# Shitaki Mushroom wine



## Torch404 (Jun 22, 2010)

3 Cups coarsely chopped Dried Shitaki Mushrooms
1/2 cup freshly toasted sesame seeds
Poured boiling water over mushrooms and sesame seeds then let sit out covered over night.

Juiced one organic lemon and zested
2 tsp of yeast nutrient
1 cup of tea made with two jasmine tea bags
2 x 64 oz bottles of treetop 100% apple juice
2 cups sugar
1/2 cup raisins
Starting SG 1.060
Made starter with Lavin 1116 yeast

I was intending this to be a cooking wine which is why I shot for just under 8% ABV. It cleared quick and I had no issues with sesame oil which I thought I might.

After about a month I could clearly taste both sesame and shitaki.
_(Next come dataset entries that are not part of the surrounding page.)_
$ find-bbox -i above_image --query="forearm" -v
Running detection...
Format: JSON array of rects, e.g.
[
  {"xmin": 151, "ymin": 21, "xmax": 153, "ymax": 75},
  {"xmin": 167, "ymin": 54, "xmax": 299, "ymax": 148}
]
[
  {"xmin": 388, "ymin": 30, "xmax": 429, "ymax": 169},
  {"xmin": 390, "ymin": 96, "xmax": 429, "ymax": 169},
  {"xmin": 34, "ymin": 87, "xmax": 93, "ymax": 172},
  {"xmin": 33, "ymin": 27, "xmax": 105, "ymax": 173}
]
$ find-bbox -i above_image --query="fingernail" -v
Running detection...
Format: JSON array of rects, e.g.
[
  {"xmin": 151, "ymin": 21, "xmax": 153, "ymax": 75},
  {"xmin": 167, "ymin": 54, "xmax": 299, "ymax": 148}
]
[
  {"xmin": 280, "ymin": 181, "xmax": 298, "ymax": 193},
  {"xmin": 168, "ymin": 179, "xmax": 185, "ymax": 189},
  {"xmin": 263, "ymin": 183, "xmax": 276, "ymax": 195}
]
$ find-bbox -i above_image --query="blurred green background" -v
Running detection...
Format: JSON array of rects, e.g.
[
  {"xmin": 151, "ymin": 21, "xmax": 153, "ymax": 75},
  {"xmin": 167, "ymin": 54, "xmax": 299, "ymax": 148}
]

They were weaker then what I was hoping for but noticeable.

At two months the taste has completely changed. There is no shitaki or sesame flavor, my wife says she still detects a hint of shitaki. The flavor is very fruity only a hint of apple a very nice wine I wouldn't mind drinking. It tastes like some dessert wines with out being sweet. I will follow up as it ages.


----------



## nontimbomala (Jan 24, 2012)

*Follow up?*

Do you have any follow up on this wine yet?


----------